Exploring the raw OpenStreetMap data can be done in the database itself, but this limits the audience of users. To enable public access we need a web API that allows exploring, filtering and downloading of the data. This objective is achieved through the use of the established OGC API Features standard in conjunction with the pg_featureserv program. The following example showcases this process.

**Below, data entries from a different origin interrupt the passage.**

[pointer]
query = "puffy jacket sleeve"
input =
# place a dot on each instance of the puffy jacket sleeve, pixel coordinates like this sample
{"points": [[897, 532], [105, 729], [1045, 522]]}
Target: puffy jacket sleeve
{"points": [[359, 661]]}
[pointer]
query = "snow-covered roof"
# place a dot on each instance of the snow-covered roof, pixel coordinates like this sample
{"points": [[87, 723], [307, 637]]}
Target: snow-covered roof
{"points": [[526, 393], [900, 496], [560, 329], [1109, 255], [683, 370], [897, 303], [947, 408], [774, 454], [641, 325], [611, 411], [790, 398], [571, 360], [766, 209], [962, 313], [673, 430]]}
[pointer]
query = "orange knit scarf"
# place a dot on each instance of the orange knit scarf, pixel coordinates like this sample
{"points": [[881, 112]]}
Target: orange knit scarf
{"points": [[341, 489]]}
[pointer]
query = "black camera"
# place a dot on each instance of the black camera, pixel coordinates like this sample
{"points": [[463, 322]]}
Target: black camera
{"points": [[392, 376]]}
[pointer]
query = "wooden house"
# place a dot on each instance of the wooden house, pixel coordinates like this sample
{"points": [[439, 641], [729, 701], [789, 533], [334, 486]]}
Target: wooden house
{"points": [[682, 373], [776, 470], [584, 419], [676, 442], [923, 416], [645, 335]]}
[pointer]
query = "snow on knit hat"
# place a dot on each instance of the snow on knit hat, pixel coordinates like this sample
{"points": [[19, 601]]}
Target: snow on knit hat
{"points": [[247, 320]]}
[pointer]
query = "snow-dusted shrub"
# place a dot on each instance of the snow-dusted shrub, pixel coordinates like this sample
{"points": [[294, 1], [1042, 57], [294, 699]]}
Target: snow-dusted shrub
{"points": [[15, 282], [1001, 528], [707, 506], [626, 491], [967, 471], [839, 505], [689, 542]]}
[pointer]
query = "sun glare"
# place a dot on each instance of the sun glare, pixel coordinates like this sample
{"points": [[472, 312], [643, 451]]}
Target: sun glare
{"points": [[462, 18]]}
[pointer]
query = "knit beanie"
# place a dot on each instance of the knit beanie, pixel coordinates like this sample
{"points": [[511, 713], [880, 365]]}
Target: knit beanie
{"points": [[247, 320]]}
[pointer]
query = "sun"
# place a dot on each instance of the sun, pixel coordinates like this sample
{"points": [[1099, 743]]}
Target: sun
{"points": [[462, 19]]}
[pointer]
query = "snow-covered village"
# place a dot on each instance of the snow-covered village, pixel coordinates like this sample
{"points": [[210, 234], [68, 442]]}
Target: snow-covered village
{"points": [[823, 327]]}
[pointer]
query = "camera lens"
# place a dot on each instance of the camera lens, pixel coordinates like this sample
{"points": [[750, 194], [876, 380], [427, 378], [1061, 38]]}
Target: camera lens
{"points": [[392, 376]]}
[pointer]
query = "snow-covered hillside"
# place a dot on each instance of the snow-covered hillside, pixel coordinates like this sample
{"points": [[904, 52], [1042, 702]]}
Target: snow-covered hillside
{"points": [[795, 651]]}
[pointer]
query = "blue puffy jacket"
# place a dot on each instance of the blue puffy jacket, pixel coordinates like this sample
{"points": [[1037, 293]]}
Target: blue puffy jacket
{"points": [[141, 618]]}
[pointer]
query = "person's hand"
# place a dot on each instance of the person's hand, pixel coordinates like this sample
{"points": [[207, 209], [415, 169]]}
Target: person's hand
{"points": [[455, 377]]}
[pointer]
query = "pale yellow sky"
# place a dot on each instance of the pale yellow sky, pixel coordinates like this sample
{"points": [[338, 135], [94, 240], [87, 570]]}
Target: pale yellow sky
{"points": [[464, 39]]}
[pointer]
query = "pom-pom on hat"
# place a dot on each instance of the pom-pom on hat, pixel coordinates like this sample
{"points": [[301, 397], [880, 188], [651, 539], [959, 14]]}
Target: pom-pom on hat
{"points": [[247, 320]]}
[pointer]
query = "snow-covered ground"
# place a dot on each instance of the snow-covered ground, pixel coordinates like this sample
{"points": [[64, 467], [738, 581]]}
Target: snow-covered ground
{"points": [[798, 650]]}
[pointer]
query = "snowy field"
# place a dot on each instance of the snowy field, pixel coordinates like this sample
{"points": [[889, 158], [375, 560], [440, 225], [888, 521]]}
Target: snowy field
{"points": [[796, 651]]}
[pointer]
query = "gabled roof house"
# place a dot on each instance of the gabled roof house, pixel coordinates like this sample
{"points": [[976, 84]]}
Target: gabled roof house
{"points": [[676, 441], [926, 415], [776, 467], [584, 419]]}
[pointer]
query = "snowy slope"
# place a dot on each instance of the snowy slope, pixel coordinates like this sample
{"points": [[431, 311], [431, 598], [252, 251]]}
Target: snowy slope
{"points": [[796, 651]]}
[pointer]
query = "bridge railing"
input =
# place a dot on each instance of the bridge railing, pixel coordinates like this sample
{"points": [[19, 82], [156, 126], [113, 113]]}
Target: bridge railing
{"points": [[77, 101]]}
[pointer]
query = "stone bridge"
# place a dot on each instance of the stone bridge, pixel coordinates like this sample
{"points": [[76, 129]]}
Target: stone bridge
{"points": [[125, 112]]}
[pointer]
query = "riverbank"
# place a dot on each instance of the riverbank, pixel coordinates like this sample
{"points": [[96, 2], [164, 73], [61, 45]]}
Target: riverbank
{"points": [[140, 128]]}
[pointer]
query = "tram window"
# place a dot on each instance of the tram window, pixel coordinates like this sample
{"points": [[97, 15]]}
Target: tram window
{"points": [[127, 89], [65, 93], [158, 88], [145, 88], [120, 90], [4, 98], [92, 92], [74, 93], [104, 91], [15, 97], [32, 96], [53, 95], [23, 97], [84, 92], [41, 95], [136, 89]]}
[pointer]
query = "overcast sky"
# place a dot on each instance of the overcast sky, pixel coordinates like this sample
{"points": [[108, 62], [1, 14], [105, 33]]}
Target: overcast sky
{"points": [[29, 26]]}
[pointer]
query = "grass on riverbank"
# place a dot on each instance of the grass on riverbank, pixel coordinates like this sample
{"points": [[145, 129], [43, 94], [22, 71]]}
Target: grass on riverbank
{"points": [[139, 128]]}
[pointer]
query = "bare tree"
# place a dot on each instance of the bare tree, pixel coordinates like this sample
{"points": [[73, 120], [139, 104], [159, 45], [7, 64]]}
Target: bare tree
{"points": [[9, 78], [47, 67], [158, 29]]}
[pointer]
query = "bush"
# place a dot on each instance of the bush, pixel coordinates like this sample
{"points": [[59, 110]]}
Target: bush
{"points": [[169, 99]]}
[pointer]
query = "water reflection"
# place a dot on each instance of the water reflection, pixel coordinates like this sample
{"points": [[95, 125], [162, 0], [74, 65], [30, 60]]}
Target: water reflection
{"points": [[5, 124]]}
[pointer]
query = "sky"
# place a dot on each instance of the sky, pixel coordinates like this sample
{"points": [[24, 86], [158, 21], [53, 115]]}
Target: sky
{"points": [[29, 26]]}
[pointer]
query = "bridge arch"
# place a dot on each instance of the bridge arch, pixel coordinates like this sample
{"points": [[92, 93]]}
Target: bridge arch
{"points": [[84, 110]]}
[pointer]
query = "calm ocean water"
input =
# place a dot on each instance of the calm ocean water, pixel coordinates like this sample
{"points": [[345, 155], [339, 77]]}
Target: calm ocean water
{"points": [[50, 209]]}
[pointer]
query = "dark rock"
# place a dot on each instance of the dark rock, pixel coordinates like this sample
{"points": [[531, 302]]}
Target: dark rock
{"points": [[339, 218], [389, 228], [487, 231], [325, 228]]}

We want to analyse restaurants, so we create the Lua file restaurants.lua with this content:

Download Lua config
local restaurants = osm2pgsql.define_table({
    name = 'restaurants',
    ids = { type = 'any', id_column = 'osm_id' },
    columns = {
        { column = 'name',    type = 'text' },
        { column = 'cuisine', type = 'text' },
        { column = 'geom',    type = 'point', projection = 4326, not_null = true }
    }
})

function osm2pgsql.process_node(object)
    if object.tags.amenity == 'restaurant' then
        restaurants:insert(
            {
                name = object.tags.name,
                cuisine = object.tags.cuisine,
                geom = object:as_point()
            }
        )
    end
end

function osm2pgsql.process_way(object)
    if object.tags.amenity == 'restaurant' and object.is_closed then
        restaurants:insert(
            {
                name = object.tags.name,
                cuisine = object.tags.cuisine,
                geom = object:as_polygon():centroid()
            }
        )
    end
end

function osm2pgsql.process_relation(object)
    if object.tags.amenity == 'restaurant' and object.tags.type == 'multipolygon' then
        restaurants:insert(
            {
                name = object.tags.name,
                cuisine = object.tags.cuisine,
                geom = object:as_multipolygon():centroid()
            }
        )
    end
end

Then we load the data in our database.

osm2pgsql -d osm -O flex -S restaurants.lua OSMDATA.osm.pbf

We can install pg_featureserv by downloading the binary from here. Normally, pg_featureserv can run without any extra settings. But because we plan to show a simple map on the website later, we require further configuration. So, we create a configuration file called pg_featureserv.toml that has this content:

[Website]
# Add a source URL of maptiles to be shown as background for our features
BasemapUrl = "http://a.tile.openstreetmap.fr/hot/{z}/{x}/{y}.png"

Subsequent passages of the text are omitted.